What is needed for State land are proper surveys and identification of boundaries in order to make sure forests, wild life parks, nature reserves etc. are safe from encroachers. Titles for such land is secondary and in fact not needed as this land has and should remain in State ownership for perpetuity.Knowing the dangers of not having such a policy, Sri Lankans should not give countenance to another Hambantota fiasco where a Port and Land has been given to a foreign country on a 99-year lease.
In the context of land management policy reform, the Ministers attention was drawn to the fact that land titling and eRegistration issues had not been included in the Cabinet paper referred to and the announcement of the 5 sub committees.

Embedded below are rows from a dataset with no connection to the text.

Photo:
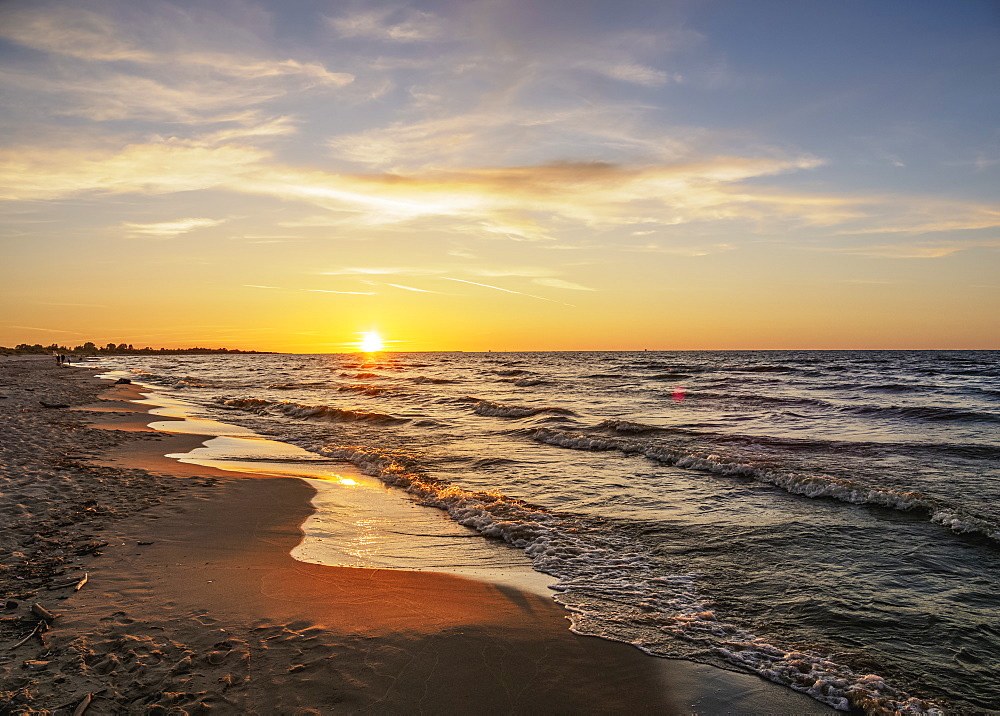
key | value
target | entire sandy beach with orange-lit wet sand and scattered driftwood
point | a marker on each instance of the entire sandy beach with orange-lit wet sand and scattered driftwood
(164, 587)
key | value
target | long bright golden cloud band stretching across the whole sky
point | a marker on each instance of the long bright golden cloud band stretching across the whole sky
(546, 202)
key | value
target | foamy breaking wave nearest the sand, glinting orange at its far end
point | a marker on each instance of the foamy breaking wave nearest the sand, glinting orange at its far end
(614, 592)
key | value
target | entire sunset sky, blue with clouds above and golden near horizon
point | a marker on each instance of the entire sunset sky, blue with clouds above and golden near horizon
(501, 174)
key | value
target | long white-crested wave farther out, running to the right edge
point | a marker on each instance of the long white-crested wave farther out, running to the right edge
(797, 483)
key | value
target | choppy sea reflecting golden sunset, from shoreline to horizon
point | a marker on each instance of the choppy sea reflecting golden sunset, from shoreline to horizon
(828, 520)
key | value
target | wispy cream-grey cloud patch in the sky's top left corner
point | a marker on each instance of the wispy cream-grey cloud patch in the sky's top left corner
(149, 66)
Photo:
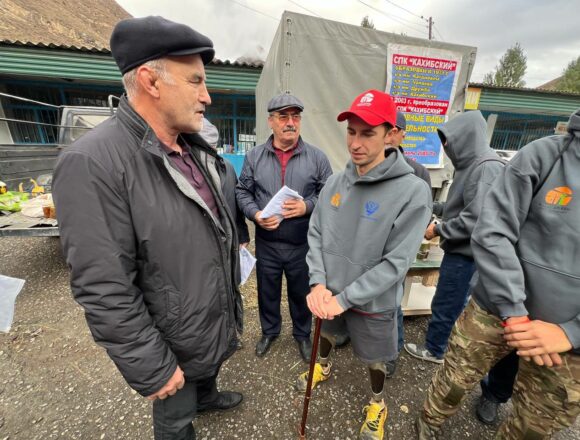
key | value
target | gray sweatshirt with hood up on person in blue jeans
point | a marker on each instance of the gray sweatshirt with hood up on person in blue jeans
(467, 148)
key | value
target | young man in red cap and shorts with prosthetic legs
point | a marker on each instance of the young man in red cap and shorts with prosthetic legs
(363, 236)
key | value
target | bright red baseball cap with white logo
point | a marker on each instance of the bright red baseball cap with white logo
(373, 107)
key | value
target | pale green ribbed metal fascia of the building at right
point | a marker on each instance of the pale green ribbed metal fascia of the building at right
(516, 100)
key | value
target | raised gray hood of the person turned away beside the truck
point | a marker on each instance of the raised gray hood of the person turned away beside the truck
(466, 137)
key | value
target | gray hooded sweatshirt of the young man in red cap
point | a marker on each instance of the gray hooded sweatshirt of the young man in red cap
(365, 232)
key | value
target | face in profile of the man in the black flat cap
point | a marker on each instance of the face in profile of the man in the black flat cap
(183, 96)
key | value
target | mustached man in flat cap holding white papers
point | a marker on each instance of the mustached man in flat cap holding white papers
(281, 243)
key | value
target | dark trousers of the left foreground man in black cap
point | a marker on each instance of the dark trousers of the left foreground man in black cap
(172, 417)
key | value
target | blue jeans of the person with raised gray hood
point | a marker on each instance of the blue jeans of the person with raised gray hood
(449, 300)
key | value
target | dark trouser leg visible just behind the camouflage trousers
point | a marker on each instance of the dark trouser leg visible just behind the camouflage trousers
(498, 385)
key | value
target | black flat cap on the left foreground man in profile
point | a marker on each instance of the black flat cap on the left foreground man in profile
(135, 41)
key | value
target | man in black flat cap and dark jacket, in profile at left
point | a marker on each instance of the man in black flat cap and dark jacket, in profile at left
(147, 233)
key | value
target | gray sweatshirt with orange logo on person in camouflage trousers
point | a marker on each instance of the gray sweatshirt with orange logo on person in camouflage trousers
(526, 247)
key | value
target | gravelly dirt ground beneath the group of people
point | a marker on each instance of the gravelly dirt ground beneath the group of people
(55, 383)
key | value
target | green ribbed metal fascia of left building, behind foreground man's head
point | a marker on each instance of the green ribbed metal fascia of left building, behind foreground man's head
(100, 67)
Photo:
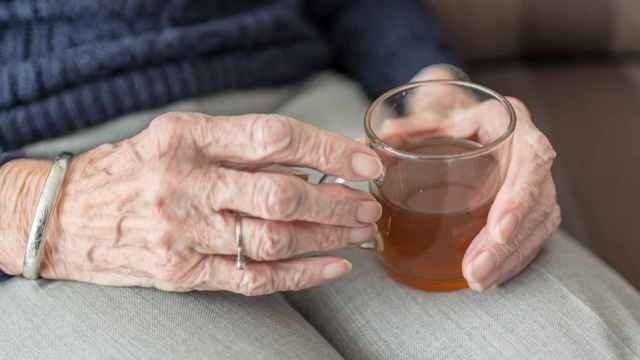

The Minister was urged, even at this late stage, to nominate a sixth sub-committee comprising of retired Supreme Court of High Court judges and eminent lawyers drawn from the Academia and others with expertise in land titling and registration to examine
a) The Bim Saviya and its relevance and suitability for Sri Lanka
b) Changes needed to laws that existed prior to the introduction of Bim Saviya in 1997
c) The need for land laws to regard and respect the traditional customs and practices
d) Management of the eRegister and reasons as to why it cannot be done by an institution like the Moratuwa University
e) The classification of State land a “residual land, and until the proposed sub-committee has submitted their report with recommendations and a decision is made on them, to withdraw the gazette notification recently issued
Finally, based on the findings of this sub-committee, the Minister, along with other relevant ministers and ministries, and considering the national interest of the country, the Opposition as well, develop a strategic, transparent and comprehensive State land management policy which could be presented to the Parliament, discussed, debated and passed as the law of the country in regard to Land Management in Sri Lanka. Such a law supported hopefully by all political parties would give the long term certainty that is needed for the country in land management and preclude the necessity for future governments to make changes to the essential elements contained in such a comprehensive law.
It is hoped that the Minister will consider this appeal and take appropriate action and earn a deserved reputation as a cabinet minister with guts and resolve who had the foresight to address a long felt need that could otherwise fracture and destroy the small parcel of land we call Sri Lanka.